Nina le hizo un gesto con la mano.
—¡Espera, espera!
—¡Nina, van a matar a Hugo, a los demás y también a nosotros si no movemos el culo!
—¡Un minuto, solo un minuto! ¡Por favor!
—Déjela —dijo Kari, con firmeza. Chase accedió a regañadientes, pero sin bajar la mano del reloj.

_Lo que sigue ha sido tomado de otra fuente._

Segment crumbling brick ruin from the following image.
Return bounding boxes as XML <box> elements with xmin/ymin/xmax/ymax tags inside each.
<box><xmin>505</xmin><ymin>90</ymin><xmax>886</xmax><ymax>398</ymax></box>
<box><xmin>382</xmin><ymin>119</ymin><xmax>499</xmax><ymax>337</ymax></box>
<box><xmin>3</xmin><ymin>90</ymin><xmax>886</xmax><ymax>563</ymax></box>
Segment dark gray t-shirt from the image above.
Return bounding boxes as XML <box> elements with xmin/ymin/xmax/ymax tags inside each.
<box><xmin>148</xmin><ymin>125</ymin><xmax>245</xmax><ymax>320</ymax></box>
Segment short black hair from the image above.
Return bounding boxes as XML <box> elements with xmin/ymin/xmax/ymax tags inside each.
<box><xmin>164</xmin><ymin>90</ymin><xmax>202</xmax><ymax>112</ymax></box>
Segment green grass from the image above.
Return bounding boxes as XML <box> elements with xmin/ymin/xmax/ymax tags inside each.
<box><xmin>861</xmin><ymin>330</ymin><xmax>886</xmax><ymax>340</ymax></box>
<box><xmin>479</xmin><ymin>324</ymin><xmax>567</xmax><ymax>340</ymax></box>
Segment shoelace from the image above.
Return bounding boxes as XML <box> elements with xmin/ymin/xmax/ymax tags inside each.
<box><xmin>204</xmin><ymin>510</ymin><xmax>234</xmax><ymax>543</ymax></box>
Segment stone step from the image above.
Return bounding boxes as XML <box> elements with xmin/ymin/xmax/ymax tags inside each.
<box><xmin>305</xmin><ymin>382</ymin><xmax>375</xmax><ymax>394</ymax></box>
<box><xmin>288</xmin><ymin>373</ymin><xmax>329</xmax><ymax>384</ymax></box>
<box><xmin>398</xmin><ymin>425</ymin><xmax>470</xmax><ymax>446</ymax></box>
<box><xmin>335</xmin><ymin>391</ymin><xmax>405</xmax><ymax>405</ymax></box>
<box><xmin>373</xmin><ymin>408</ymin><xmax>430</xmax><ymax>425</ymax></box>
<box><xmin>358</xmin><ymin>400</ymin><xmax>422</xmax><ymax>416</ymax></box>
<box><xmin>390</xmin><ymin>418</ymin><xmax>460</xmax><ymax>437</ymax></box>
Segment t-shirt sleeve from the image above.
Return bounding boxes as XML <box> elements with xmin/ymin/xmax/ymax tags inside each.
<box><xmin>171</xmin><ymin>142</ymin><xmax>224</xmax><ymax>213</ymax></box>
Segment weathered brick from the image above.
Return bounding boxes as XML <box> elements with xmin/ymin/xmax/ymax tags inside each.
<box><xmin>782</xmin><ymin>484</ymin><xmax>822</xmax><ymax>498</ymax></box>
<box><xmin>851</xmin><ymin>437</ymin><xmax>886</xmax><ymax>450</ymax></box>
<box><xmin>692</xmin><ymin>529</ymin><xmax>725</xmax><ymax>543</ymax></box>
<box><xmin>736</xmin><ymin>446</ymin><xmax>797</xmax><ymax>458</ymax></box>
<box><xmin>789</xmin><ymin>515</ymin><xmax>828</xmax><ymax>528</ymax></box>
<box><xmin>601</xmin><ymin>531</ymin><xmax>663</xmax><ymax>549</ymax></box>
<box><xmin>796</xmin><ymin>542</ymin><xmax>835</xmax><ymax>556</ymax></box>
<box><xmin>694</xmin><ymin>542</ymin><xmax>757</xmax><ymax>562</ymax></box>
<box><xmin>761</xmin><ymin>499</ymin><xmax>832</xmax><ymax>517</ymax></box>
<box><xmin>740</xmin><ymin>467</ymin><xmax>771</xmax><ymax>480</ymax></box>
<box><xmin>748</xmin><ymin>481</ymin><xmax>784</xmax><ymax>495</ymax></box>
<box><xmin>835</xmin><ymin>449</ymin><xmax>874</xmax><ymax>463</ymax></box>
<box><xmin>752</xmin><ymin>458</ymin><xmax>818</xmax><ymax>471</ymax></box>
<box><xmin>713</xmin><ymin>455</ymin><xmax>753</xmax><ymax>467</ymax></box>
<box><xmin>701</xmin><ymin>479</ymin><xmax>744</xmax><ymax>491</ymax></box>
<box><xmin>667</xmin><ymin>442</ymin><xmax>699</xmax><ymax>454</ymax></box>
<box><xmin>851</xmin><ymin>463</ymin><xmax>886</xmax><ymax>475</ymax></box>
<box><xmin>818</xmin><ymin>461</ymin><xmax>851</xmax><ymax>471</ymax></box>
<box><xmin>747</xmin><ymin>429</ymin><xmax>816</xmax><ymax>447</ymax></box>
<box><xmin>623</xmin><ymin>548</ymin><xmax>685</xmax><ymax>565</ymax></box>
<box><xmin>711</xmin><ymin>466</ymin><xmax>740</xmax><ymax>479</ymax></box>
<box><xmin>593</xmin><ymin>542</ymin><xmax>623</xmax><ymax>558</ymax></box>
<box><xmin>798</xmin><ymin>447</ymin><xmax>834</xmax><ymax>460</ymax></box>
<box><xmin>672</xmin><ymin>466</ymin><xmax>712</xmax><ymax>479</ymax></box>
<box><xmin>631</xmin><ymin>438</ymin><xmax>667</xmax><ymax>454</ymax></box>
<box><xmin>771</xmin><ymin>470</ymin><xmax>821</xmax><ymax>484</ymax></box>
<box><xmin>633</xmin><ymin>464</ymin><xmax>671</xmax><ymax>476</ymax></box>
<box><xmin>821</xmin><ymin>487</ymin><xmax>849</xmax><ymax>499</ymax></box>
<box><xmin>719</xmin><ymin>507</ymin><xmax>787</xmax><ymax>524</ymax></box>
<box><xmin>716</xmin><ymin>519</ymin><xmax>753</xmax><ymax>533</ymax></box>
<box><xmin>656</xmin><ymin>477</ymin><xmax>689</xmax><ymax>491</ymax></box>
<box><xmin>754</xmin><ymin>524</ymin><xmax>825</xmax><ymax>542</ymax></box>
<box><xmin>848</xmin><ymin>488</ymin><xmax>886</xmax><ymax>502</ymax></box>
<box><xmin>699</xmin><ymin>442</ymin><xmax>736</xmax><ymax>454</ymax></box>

—El mapa —añadió Nina, atropelladamente, en sus prisas por hablar—. Mirad, los destinos al final de las rutas comerciales, o sean lo que sean, tienen números y otras indicaciones para brújula al lado. La desembocadura del Amazonas, aquí— la señaló—, dice siete, sur y oeste, como en el brazo del sextante. —Se trasladó a la representación deformada de África y marcó el extremo sur del continente—. ¡Pero mirad esto! ¡El cabo de Buena Esperanza también está marcado! ¡Muestra su latitud en relación a la Atlántida!
Chase sacudió la muñeca y le mostró el reloj.
—¡Vamos, Nina! ¡Al grano!
—¿Es que no lo veis? ¡Ya sabemos dónde se encuentra la desembocadura del Amazonas en relación a la Atlántida, siete unidades de latitud, y ahora también sabemos dónde ubicaban el cabo! De modo que como conocemos sus posiciones en relación unas con las otras en unidades de medida modernas, podemos usar la diferencia para averiguar el verdadero tamaño de la unidad de latitud atlante, y luego, a partir del Amazonas, ¡encontrar la propia Atlántida! Ahora que entiendo su sistema, ni tan siquiera necesitamos el artefacto… ¡Lo único que nos hace falta es tiempo para poder hacer los cálculos!
—No tenemos tiempo —dijo Chase, que con su tono le dejó bien claro que no había lugar para discusiones—. Tenemos que salir de aquí. ¡Ahora! —Le quitó la linterna—. ¡Usted también, Kari! ¡Vamos!
Salieron corriendo de la sala y pasaron junto a la estatua colosal de Poseidón. Nina aguzó el oído ya que le pareció percibir un ruido.
—¿Qué es eso? ¡Oigo algo!
Chase también, un zumbido a baja frecuencia, cada vez más fuerte.
—Mierda, suena como un helicóp…
El templo entero tembló cuando una explosión abrió un agujero en el techo.